In case you missed it, a June 9th piece by Barbara Slavin in IPS notes that while the likelihood of a US or Israeli military attack on Iran seems low during the last months of Obama’s first term, tensions remain high with little progress made on the de-escalation side.
Fallon resigned as head of US Central Command in 2008 after a profile in Esquire magazine portrayed him as opposing a military strike on Iran. This is how Thomas P.M. Barnett introduced him in the article that led to his retirement:
If, in the dying light of the Bush administration, we go to war with Iran, it’ll all come down to one man. If we do not go to war with Iran, it’ll come down to the same man. He is that rarest of creatures in the Bush universe: the good cop on Iran, and a man of strategic brilliance.
Slavin also quotes Greg Thielmann, a senior fellow at the Arms Control Association, who warns that some Israeli officials will continue to press for US military action on Iran regardless of the US’s stance or the judgement of internal advisers like Meir Dagan who infuriated many with his recent comments.

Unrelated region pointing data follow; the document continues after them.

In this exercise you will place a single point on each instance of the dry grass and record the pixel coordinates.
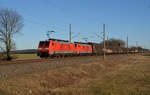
(123, 76)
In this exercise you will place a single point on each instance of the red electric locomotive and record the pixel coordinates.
(54, 47)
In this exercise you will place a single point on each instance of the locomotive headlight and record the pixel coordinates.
(39, 48)
(46, 48)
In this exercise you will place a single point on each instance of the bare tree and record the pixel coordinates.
(10, 23)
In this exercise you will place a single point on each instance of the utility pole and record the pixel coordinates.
(104, 49)
(70, 33)
(127, 45)
(137, 46)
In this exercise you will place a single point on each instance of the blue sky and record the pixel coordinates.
(122, 18)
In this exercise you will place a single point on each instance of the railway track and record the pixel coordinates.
(27, 61)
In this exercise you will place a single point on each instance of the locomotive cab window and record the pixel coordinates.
(75, 45)
(41, 43)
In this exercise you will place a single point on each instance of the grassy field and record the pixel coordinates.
(25, 56)
(128, 75)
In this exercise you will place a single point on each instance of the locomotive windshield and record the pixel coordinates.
(44, 43)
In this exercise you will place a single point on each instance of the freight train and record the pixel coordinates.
(56, 47)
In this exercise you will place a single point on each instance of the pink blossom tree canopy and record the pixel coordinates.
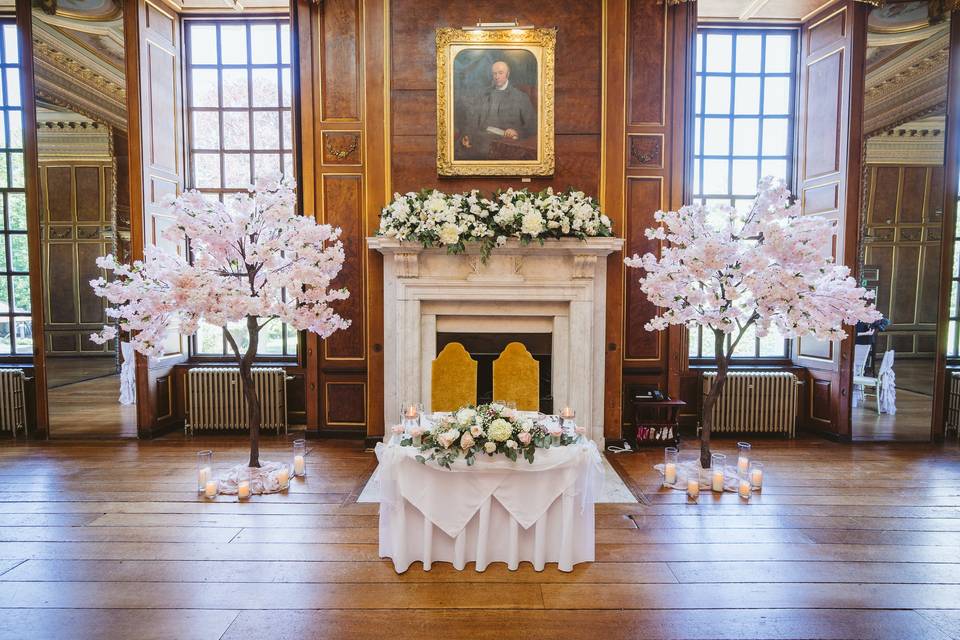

According to Thielmann:
Some in Israel want to prod us into an attack while others want to wave the saber so that the U.S. will have more sanctions and not consider talking to Iran.
Fallon continues to argue that the best solution would be negotiations with Iran, as long as Iran is committed.
The interests of both people are better addressed with engagement and cooperation rather than antagonism and hostility.
Of course, one reason why “there is no clear path to this preferred alternative anytime soon” is not only the Iranian administration’s current unwillingness to bend to US pre-conditions at the bargaining table. It’s also because of powerful anti-Iran voices within the Israel lobby which Jeffrey Goldberg would like us to refer to in quotations, and which, according to him, is powerful because of some whimsical, naturally ingrained American allegiance with Israel, rather than pro-Israel lobbying activities.